Of course, everything I say here is subjective, based solely on my interactions. If you met them on a Jekyll Day, that’s nice. My experiences (and I’m pretty sure I’m not alone) suggest that they and scores of others in the “Rich List” epitomise the most common flaw among the bulk of the over-opulent — the malevolent, brutish arrogance of office.

They talk the Talkshow Talk, but walk not with the common man. MOMS, the Mind Over Matter Syndrome (“I don’t mind and they don’t matter”) is all too ingrained. There is a martial mentality in Mahogany Row where, (with apologies to the Bard) the instant criticism of any kind is heard, they “cry ‘Havoc’ and let slip the dogs of law”.

Between Them and Us, between the Haves and the Have-Nots, yawns a gaping chasm as real and bridgeless and tangible and self-perpetuating as the immoral gaps between our relative earnings.

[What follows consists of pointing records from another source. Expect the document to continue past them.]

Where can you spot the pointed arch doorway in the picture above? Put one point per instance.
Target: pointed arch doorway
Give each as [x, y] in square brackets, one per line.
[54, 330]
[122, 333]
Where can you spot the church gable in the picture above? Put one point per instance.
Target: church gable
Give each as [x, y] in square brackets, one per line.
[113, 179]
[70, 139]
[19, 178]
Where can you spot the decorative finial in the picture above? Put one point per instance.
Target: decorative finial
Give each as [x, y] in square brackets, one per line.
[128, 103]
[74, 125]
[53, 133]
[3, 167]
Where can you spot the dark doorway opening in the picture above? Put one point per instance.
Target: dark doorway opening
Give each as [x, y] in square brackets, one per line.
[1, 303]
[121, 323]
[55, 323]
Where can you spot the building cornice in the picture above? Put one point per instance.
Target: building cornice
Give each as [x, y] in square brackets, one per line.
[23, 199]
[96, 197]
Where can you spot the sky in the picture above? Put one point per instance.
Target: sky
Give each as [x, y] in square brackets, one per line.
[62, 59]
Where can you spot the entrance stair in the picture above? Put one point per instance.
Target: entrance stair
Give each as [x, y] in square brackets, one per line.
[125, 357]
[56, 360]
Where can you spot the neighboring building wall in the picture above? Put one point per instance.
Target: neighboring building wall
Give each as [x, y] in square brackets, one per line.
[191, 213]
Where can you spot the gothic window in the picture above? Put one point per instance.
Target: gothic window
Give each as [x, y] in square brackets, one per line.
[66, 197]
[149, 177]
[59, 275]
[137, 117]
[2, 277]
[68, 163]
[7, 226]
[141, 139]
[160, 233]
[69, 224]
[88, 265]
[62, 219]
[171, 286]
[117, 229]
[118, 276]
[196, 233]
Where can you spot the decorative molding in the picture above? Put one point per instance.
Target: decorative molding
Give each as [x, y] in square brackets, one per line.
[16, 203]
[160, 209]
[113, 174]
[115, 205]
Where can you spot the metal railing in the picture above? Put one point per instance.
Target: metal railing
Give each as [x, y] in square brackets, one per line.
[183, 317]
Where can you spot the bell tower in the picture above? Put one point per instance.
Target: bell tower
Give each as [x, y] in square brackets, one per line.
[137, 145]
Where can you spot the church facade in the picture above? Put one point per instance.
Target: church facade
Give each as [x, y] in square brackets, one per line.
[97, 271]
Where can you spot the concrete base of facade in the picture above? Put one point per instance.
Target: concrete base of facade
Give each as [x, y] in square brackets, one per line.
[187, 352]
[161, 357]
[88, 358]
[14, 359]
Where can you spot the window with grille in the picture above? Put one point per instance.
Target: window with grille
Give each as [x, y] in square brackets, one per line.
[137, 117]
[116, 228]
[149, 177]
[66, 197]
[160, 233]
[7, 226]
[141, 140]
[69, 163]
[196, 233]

On paper and in the eyes of the mindless millions, these people are better than you and me. Their lives are worth more. The lives of their families are worth more than those of our loved ones. They have more freedoms than we do because freedom has a price, and they can pay. They enjoy more access than we do. They hold the power of life and death in their back pockets.

And schadenfreude, oh schadenfreude, I delight in hearing of the hammerings they have taken. Even if that R61-billion was just Monopoly money, mostly ethereal, mist before the wind, I get a kick out of seeing the Haves have a little less. Just as orgasmically satisfying as seeing the head honchos of Ford, Chrysler and General Motors squirm on global TV recently. No matter what else comes of that public humiliation — is there such a thing as “self-defamation? — those ultra-arrogant toss-pots squirming will remain as iconic as Ford’s first Model-T.

When the bell has rung the close of day at the JSE, the Haves still have their uncrunched credit cards, their unearned bonuses, their brokered power, their sycophantic stature and the adulation of the addle-brained who judge a book by its cover and not the content of its pages.

So you better watch out, you better be nice, they’re making a list and they’re checking it twice — yeah, Santa’s Claws are on the take so be good for goodness sake!